The Fordyces, all six of them, had arrived a few days before, and the squire knew upon whom the care of the unruly youngsters had fallen. It irritated him to see Elinor used so. She was not a governess, after all! He would give her mother a piece of his mind at the first opportunity. Martha Selby should not permit her daughter to be taken advantage of. “You
must
have been overdoing things to have become so completely done in,” he scolded. “It's less than a sennight since I last saw you, my girl, and at that time you were in your best looks.”

He did not exaggerate. He'd come upon her walking through the woods that edged the two estates, and he'd watched her appreciatively as she'd approached him, her pace unusually relaxed and unhurried. How beautiful she'd been that morning, smiling, at ease, and vibrant with life! Her full lips had been ripely red, and the wind had whipped bright color into her cheeks and torn her bonnet from her head so that it hung by its ribbons against her back. Her shiny brown hair had come loose from the knot in which it had been tied and had tumbled in tousled abandon about her shoulders. He remembered how long, wild strands of it had blown across her cheeks. But now that same hair was carelessly pinned back, and the few strands that had worked themselves loose in her fall hung lank and lackluster about her thin face. Even her lips were pale as death. Only her eyes—those bright, glowing eyes that always seemed to say more than her lips ever uttered—were unaffected by weariness.
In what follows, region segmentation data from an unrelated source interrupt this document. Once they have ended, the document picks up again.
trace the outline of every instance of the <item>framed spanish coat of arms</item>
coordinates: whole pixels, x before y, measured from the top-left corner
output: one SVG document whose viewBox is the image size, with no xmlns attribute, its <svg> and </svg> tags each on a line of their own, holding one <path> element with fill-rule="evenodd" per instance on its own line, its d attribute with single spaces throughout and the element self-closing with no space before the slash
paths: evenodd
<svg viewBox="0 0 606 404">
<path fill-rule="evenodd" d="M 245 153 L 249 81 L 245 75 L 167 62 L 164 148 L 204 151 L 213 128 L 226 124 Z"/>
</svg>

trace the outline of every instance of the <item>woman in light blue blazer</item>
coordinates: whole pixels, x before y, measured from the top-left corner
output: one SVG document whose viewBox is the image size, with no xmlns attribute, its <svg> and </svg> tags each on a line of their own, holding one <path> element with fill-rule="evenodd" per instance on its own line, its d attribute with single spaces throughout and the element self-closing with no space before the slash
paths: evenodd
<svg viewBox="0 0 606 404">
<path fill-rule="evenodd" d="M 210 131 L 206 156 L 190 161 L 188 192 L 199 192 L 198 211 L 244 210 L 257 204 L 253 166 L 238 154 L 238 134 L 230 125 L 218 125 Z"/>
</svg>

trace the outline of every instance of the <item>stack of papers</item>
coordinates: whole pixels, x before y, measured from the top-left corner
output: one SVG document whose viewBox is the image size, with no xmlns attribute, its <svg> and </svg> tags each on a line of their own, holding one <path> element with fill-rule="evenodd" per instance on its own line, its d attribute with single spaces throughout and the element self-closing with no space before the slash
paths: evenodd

“I say, Mr. Endicott,” Felicia spoke up in brave objection (for the glowering Squire Endicott was a formidable personage to oppose), “aren't you being a little unkind about Elinor's looks?”

“I am merely being honest,” Miles Endicott said coldly. “A little honesty never does ill.”

“Neither does a little kindness,” Felicia retorted.

“It's all right, Felicia,” Elinor put in gently, surrendering to the squire's urging and permitting herself this few moments of rest. “Miles is like an uncle to me, you know. He can speak truth to me, if anyone can.”

“Thank you for the permission,” the squire said dryly, turning away to evaluate the condition of his eggs, “but I'd speak my mind whether I had permission or not.”

He
was
like an uncle to her, he realized as he bent down to collect the eggs that were not actually leaking. Acting as her uncle was a position that he'd quite enjoyed over the years. He'd been looking after her in an avuncular way ever since her father had passed on, when the child was only ten. She was now twenty-six, however, and had been betrothed since her twenty-first year to the handsome Lord Lovebourne. Shortly after their betrothal, Julian Henshaw, Lord Lovebourne, had gone to the West Indies to manage his father's estates. (It was another sign of Elinor's generosity that she'd agreed to spend five precious years of her vanishing youth in a lonely wait for his return.) But Lovebourne's five-year excursion would soon be over. Any day now he'd return and claim his bride, and when that happened, he, Endicott, would be a part of her life no longer. He was aware that this significant fact—this crucial circumstance that would deprive him of a prized relationship—had a depressing way of knotting up his stomach when he thought about it. It was, he supposed, how a father felt when giving up his daughter in marriage.